General result from Integrate differs from result with special values

Question

Can someone explain why these outputs differ?

In[5]:= g1 = 
   Integrate[Exp[-I x (n + 1)]/( Exp[I x] + 2), {x, 0, 2 Pi}, 
   Assumptions -> Element[n, Integers]];

In[6]:= g1 /. n -> 3

During evaluation of In[6]:= Infinity::indet: Indeterminate expression 0 ComplexInfinity encountered.

Out[6]= Indeterminate

In[7]:= g2 = Integrate[Exp[-I x (3 + 1)]/( Exp[I x] + 2), {x, 0, 2 Pi}]

Out[7]= π/16

The last is correct, the first seems to apply some incorrect assumptions?
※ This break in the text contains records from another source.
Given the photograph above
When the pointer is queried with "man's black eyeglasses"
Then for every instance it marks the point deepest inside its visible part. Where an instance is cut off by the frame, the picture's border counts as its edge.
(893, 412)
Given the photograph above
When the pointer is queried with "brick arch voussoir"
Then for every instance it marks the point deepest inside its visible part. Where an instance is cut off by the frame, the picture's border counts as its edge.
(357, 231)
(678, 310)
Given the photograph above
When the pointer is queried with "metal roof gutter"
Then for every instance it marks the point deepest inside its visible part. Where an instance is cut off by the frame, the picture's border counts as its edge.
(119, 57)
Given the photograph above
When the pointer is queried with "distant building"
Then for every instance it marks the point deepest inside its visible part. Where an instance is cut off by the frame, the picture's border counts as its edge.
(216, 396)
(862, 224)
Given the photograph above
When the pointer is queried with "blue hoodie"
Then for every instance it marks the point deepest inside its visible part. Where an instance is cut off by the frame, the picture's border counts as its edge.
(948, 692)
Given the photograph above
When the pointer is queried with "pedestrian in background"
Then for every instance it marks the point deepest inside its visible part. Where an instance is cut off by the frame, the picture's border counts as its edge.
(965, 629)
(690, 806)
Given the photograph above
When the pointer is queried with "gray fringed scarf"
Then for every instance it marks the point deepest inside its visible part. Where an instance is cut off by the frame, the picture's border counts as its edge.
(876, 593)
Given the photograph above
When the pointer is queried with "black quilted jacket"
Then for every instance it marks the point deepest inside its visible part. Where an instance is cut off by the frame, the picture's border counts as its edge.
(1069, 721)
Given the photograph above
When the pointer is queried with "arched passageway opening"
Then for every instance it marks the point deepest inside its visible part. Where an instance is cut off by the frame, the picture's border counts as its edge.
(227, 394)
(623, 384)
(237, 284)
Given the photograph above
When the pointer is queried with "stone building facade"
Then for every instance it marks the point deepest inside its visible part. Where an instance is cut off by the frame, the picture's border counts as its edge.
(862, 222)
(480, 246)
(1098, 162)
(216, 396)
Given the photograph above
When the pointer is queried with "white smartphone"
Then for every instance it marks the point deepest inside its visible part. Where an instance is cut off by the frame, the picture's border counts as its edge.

Note

In[8]:= g1

Out[8]= 2^(-1 - n) Beta[-(1/2), -1 - n, 0] Sin[n π]

See Background for context.

Answer 1

Here is a workaround

g1[n_?IntegerQ] := Integrate[Exp[-I x (n + 1)]/(Exp[I x] + 2), {x, 0, 2 Pi} ];    
{g1[1], g1[2], g1[3] }
{π/4, -(π/8), π/16}